# Metamath Proof Explorer

## Theorem clsndisj

Description: Any open set containing a point that belongs to the closure of a subset intersects the subset. One direction of Theorem 6.5(a) of Munkres p. 95. (Contributed by NM, 26-Feb-2007)

Ref Expression
Hypothesis clscld.1
`|- X = U. J`
Assertion clsndisj
`|- ( ( ( J e. Top /\ S C_ X /\ P e. ( ( cls ` J ) ` S ) ) /\ ( U e. J /\ P e.
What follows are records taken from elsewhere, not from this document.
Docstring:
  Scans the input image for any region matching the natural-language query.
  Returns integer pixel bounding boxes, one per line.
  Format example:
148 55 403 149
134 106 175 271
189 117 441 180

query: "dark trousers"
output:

U ) ) -> ( U i^i S ) =/= (/) )`

### Proof

Step Hyp Ref Expression
1 clscld.1
` |-  X = U. J`
2 simp1
` |-  ( ( J e. Top /\ S C_ X /\ P e. ( ( cls ` J ) ` S ) ) -> J e. Top )`
3 simp2
` |-  ( ( J e. Top /\ S C_ X /\ P e. ( ( cls ` J ) ` S ) ) -> S C_ X )`
4 1 clsss3
` |-  ( ( J e. Top /\ S C_ X ) -> ( ( cls ` J ) ` S ) C_ X )`
5 4 sseld
` |-  ( ( J e. Top /\ S C_ X ) -> ( P e. ( ( cls ` J ) ` S ) -> P e. X ) )`
6 5 3impia
` |-  ( ( J e. Top /\ S C_ X /\ P e. ( ( cls ` J ) ` S ) ) -> P e. X )`
7 simp3
` |-  ( ( J e. Top /\ S C_ X /\ P e. ( ( cls ` J ) ` S ) ) -> P e. ( ( cls ` J ) ` S ) )`
8 1 elcls
` |-  ( ( J e. Top /\ S C_ X /\ P e. X ) -> ( P e. ( ( cls ` J ) ` S ) <-> A. x e. J ( P e. x -> ( x i^i S ) =/= (/) ) ) )`
9 8 biimpa
` |-  ( ( ( J e. Top /\ S C_ X /\ P e. X ) /\ P e. ( ( cls ` J ) ` S ) ) -> A. x e. J ( P e. x -> ( x i^i S ) =/= (/) ) )`
10 2 3 6 7 9 syl31anc
` |-  ( ( J e. Top /\ S C_ X /\ P e. ( ( cls ` J ) ` S ) ) -> A. x e. J ( P e. x -> ( x i^i S ) =/= (/) ) )`
11 eleq2
` |-  ( x = U -> ( P e. x <-> P e. U ) )`
12 ineq1
` |-  ( x = U -> ( x i^i S ) = ( U i^i S ) )`
13 12 neeq1d
` |-  ( x = U -> ( ( x i^i S ) =/= (/) <-> ( U i^i S ) =/= (/) ) )`
14 11 13 imbi12d
` |-  ( x = U -> ( ( P e. x -> ( x i^i S ) =/= (/) ) <-> ( P e. U -> ( U i^i S ) =/= (/) ) ) )`
15 14 rspccv
` |-  ( A. x e. J ( P e. x -> ( x i^i S ) =/= (/) ) -> ( U e. J -> ( P e. U -> ( U i^i S ) =/= (/) ) ) )`
16 15 imp32
` |-  ( ( A. x e. J ( P e. x -> ( x i^i S ) =/= (/) ) /\ ( U e. J /\ P e. U ) ) -> ( U i^i S ) =/= (/) )`
17 10 16 sylan
` |-  ( ( ( J e. Top /\ S C_ X /\ P e. ( ( cls ` J ) ` S ) ) /\ ( U e. J /\ P e. U ) ) -> ( U i^i S ) =/= (/) )`